MARIE-JOSÉE MONGELARD : LE GOÛT EN HÉRITAGE

MICHEL ALPHONSE mars 08, 2021

« Dans toute chose, prenez comme allié, le temps. Ça vous rend heureux, selon Marie-Josée. Pourquoi aller vite comme ça, je ne sais pas ? » Préparer (et apprécier !) de bons petits plats, ça prend du temps : « Quand on cuisine à la va-vite, évidemment cela ne peut pas avoir le même goût. On n’a même plus le temps de manger. » Ce temps qui nous manque modifie immanquablement notre façon de manger et altère notre sens du goût.

Dans la maison de Rose-Hill, où elle et ses 6 frères et soeurs ont grandi, il y avait toujours de bonnes choses à manger. Marie-Josée, elle, cuisine à l’odeur. C’est ce qui lui permet de connaître le niveau de la cuisson : « On ne peut pas avoir quelque chose de bon et de savoureux si on ne cuisine pas à petit feu, qu’on ne donne pas le temps aux aliments de mijoter. »

 

Les yeux pétillants, elle se souvient des patates et du manioc accompagnés de chatinis qu’elle dégustait au goûter. « On mangeait beaucoup d’oeufs quand j’étais jeune, en rougail ou en cari. On allait aussi pêcher à Pointe aux Sables ou à Baie du Tombeau. À l’époque, c’était les deux bords de mer les plus accessibles car il n’y avait pas de chemin pour aller à Grand-Baie ou ailleurs », précise-t-elle.

 

Elle décrit le bouillon de poisson, le chatini coco, les achards et la béchamel aux graines de capucines comme un grand chef énoncerait un menu gastronomique.

« Et quand on versait le riz, on récupérait l’eau pour faire un bouillon de brèdes. Je ne vous parle pas du goût… Un délice ! »

Si les repas en semaine étaient simples, les dimanches étaient festifs ! « La volaille était vraiment un menu spécial. C’était le poulet de la basse-cour, nourri aux grains et aux brèdes. Succulent ! Le salmi de canard aussi avait quelque chose d’exceptionnel. On en a oublié les saveurs. Et je dois dire qu’un poulet nourrissait une famille de 10 personnes. On mangeait peu mais on mangeait bien. » À l’époque nous précise-t-elle, chaque famille grillait ses épices, allait chercher ses feuilles de caripoulé, pour préparer le masala. Chacun sa recette, chacun son parfum particulier...

 

C’est de sa mère qu’elle a hérité de cette passion pour la cuisine.
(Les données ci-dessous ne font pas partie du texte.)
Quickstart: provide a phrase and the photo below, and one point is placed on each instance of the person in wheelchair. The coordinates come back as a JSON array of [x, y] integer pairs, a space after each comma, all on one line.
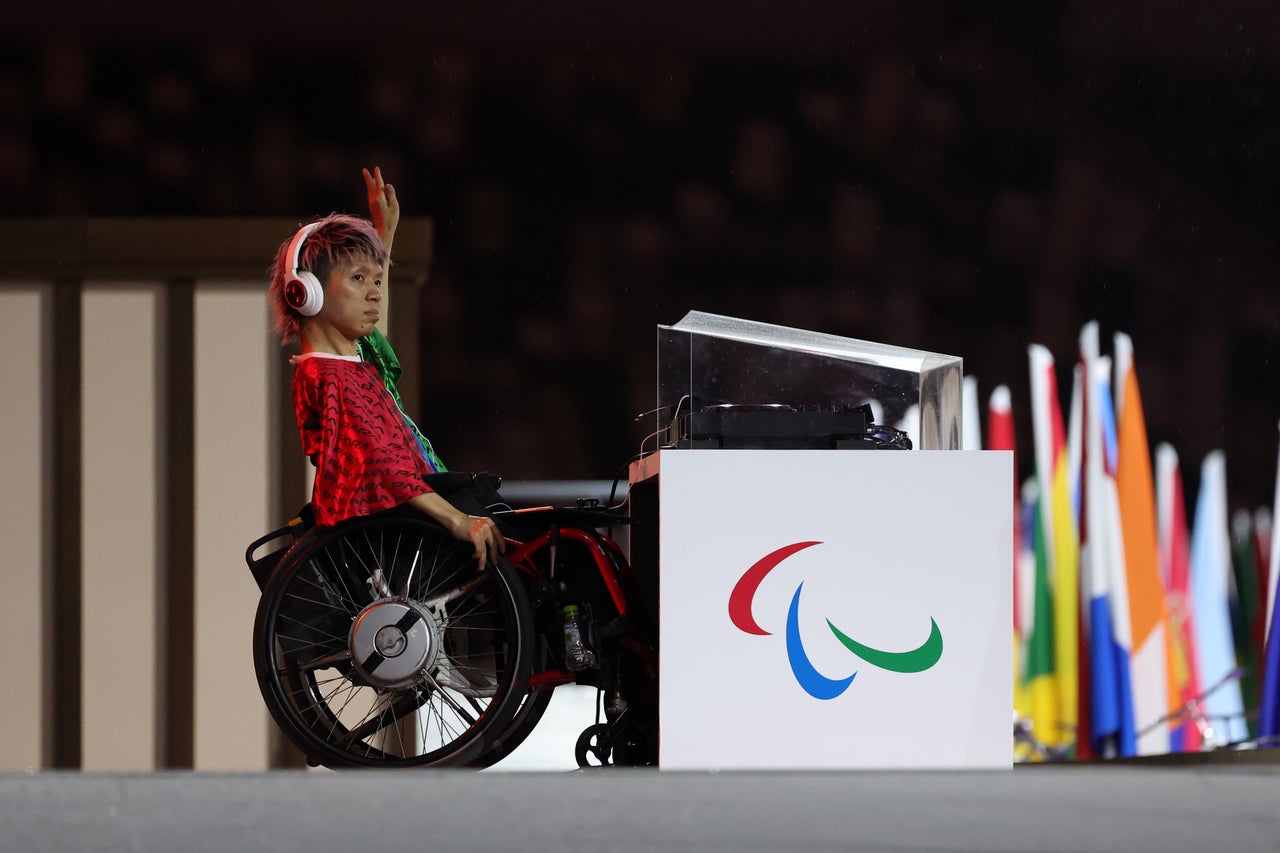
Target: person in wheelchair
[[328, 291]]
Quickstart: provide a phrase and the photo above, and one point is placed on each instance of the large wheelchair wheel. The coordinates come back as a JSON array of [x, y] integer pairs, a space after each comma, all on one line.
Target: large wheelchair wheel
[[531, 708], [380, 643]]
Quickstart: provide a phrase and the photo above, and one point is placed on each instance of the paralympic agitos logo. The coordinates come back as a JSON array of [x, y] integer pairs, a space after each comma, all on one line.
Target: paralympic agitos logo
[[813, 682]]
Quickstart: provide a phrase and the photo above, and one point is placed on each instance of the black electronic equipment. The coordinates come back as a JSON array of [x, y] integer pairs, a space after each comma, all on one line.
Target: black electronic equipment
[[784, 427]]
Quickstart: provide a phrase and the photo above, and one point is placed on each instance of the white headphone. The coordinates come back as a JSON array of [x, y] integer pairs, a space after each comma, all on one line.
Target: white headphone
[[302, 290]]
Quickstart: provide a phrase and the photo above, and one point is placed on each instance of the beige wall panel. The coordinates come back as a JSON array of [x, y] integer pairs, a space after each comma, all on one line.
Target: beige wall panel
[[233, 506], [120, 527], [23, 518]]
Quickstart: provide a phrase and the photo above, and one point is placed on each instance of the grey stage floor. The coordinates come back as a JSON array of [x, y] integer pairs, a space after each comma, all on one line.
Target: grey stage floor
[[1205, 807]]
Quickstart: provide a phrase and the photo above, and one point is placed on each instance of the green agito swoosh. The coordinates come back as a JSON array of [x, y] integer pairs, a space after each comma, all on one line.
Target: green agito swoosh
[[914, 661]]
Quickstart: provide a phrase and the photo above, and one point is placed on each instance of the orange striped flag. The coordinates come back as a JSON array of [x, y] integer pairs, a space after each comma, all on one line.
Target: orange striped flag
[[1153, 696]]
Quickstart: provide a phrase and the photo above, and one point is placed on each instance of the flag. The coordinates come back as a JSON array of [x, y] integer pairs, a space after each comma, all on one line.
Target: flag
[[1148, 656], [970, 428], [1000, 436], [1102, 574], [1051, 657], [1248, 615], [1269, 706], [1211, 569], [1084, 742], [1175, 569]]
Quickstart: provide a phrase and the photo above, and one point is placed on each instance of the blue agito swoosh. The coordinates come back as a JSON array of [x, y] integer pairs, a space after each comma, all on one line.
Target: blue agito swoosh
[[813, 682]]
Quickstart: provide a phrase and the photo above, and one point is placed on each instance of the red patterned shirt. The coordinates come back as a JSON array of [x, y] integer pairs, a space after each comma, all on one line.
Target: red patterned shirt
[[366, 457]]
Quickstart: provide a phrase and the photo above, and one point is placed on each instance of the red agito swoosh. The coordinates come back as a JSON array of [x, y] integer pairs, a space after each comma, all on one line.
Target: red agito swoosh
[[744, 592]]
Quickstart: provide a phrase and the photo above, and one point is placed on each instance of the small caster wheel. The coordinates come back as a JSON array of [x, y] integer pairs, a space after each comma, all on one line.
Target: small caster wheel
[[594, 747]]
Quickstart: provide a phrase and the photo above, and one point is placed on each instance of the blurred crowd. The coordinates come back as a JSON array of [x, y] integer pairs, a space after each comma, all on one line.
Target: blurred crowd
[[965, 192]]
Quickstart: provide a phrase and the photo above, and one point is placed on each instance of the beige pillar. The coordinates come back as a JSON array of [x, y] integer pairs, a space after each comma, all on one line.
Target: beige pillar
[[23, 521], [120, 527], [233, 488]]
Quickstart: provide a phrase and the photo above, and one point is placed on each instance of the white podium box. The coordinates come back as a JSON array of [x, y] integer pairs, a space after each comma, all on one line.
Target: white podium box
[[835, 610]]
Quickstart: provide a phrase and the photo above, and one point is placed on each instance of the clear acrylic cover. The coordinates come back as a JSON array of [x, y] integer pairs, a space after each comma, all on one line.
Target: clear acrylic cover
[[708, 361]]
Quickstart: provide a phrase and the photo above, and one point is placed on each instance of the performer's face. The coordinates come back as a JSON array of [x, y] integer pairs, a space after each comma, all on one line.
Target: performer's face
[[353, 296]]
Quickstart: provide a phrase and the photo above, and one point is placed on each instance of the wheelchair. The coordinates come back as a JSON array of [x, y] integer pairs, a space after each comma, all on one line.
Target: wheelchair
[[380, 642]]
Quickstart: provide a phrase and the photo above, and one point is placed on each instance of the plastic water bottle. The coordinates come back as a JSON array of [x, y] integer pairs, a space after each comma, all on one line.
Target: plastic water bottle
[[577, 653]]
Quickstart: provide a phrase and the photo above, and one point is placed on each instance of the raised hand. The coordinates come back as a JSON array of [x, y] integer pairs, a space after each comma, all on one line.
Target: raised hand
[[383, 205]]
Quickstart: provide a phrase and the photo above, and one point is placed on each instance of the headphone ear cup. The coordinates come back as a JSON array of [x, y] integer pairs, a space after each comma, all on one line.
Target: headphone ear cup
[[304, 293]]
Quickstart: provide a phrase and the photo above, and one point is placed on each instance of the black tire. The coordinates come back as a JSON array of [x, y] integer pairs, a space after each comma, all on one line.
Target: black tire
[[379, 643], [522, 723]]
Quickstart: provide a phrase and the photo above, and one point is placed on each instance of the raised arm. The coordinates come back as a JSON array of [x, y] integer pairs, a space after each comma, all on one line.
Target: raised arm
[[384, 210]]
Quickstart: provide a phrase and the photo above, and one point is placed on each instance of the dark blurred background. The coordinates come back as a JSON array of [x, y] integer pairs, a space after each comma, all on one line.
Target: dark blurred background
[[965, 178]]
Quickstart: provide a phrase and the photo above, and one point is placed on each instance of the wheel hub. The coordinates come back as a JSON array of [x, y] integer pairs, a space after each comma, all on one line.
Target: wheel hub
[[393, 642]]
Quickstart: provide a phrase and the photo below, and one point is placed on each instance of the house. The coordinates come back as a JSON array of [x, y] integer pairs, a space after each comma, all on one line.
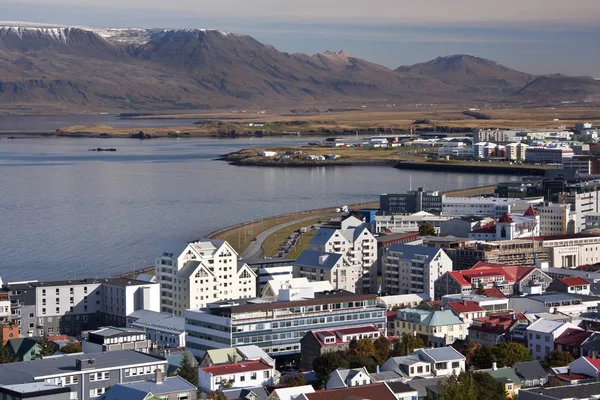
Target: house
[[466, 310], [485, 275], [512, 383], [436, 328], [343, 378], [574, 285], [413, 269], [88, 376], [316, 343], [531, 373], [379, 391], [203, 272], [171, 388], [541, 335], [235, 354], [291, 393], [235, 375], [571, 340]]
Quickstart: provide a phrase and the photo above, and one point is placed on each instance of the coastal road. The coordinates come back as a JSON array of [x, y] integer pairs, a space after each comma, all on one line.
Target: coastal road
[[254, 249]]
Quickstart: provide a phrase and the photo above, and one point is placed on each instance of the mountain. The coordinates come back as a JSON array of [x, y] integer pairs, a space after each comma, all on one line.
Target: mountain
[[74, 68]]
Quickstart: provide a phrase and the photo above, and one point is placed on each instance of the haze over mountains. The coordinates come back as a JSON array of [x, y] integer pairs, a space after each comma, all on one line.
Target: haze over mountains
[[151, 69]]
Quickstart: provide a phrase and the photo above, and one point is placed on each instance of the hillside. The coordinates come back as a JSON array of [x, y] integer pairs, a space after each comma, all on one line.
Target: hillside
[[68, 69]]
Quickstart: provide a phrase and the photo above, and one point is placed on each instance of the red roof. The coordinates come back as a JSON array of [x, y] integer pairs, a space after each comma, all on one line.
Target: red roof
[[236, 368], [573, 337], [574, 281], [594, 361], [464, 306]]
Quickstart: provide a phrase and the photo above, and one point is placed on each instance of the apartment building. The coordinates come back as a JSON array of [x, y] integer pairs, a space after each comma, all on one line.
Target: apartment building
[[278, 325], [88, 376], [204, 272], [413, 269], [72, 306], [356, 245]]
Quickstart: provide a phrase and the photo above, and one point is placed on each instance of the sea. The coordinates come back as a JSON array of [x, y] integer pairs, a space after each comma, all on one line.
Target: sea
[[67, 212]]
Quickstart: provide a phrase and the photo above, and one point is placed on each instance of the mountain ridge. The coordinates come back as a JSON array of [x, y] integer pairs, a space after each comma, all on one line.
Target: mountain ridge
[[148, 69]]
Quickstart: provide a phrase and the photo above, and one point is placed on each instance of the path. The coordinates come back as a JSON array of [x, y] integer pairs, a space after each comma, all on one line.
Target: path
[[254, 249]]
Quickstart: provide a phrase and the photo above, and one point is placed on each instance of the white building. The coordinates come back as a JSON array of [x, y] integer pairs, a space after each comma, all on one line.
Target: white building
[[413, 269], [484, 206], [235, 375], [357, 246], [205, 271], [541, 335]]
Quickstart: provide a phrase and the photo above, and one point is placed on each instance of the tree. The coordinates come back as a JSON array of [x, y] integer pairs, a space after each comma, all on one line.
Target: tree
[[406, 345], [488, 388], [46, 347], [427, 229], [382, 349], [187, 370], [558, 358], [73, 347]]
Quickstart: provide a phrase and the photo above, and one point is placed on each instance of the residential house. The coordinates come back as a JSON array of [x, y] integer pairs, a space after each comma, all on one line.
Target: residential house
[[167, 388], [235, 375], [436, 328], [507, 376], [343, 378], [531, 374], [413, 269], [508, 279], [541, 335], [571, 340], [88, 376], [316, 343]]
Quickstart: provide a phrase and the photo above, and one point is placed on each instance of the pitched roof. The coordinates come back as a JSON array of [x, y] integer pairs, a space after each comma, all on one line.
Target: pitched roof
[[377, 391]]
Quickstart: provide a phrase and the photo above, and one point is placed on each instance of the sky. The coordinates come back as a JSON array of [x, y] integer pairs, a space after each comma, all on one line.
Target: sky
[[535, 36]]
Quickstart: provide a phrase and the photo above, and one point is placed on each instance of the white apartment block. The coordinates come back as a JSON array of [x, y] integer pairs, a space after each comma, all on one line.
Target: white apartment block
[[206, 271], [413, 269], [485, 206], [357, 246]]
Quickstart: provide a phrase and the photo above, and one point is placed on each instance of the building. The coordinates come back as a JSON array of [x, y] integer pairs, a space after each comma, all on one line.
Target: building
[[205, 271], [435, 328], [485, 206], [413, 269], [164, 330], [483, 275], [411, 202], [169, 388], [316, 343], [87, 376], [277, 326], [235, 375], [70, 307], [356, 245], [115, 339], [541, 335]]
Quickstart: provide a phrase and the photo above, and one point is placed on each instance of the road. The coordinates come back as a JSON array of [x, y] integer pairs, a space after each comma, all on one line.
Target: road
[[254, 249]]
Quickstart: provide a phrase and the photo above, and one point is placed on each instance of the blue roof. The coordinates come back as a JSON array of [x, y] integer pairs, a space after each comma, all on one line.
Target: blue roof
[[311, 258], [141, 389]]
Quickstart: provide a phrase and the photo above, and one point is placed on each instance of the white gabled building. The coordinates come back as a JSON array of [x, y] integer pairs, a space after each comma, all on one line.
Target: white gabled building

Depuis toute petite, elle la voyait aux fourneaux, et en tant qu’aînée, elle a commencé à cuisiner tôt, pour aider. La débrouillardise en cuisine était le propre de cette époque. Pour faire gratiner un gratin de chouchou ou de macaroni, par exemple, on mettait une plaque ou un couvercle au-dessus du plat et on y plaçait de la braise.

 

Et comme il n’y avait pas de réfrigérateur, la viande, le lard et le poisson étaient salés et préservés dans un garde-manger en étamine dont les pieds étaient placés dans des pots en fer blanc remplis de pétrole pour tenir éloignés fourmis et autres insectes. Un temps où avec 25 sous, on avait pomme d’amour, chou, chevrette et de quoi prendre quelques goyaves de Chine sur la route du retour…

 

À 72 ans, Marie-Josée continue à partager sa passion avec sa famille. Elle prépare toujours de bons petits plats à L’Escale Créole, en compagnie de sa fille, Marie-Christine. Une transmission du savoir-faire de mère en fille.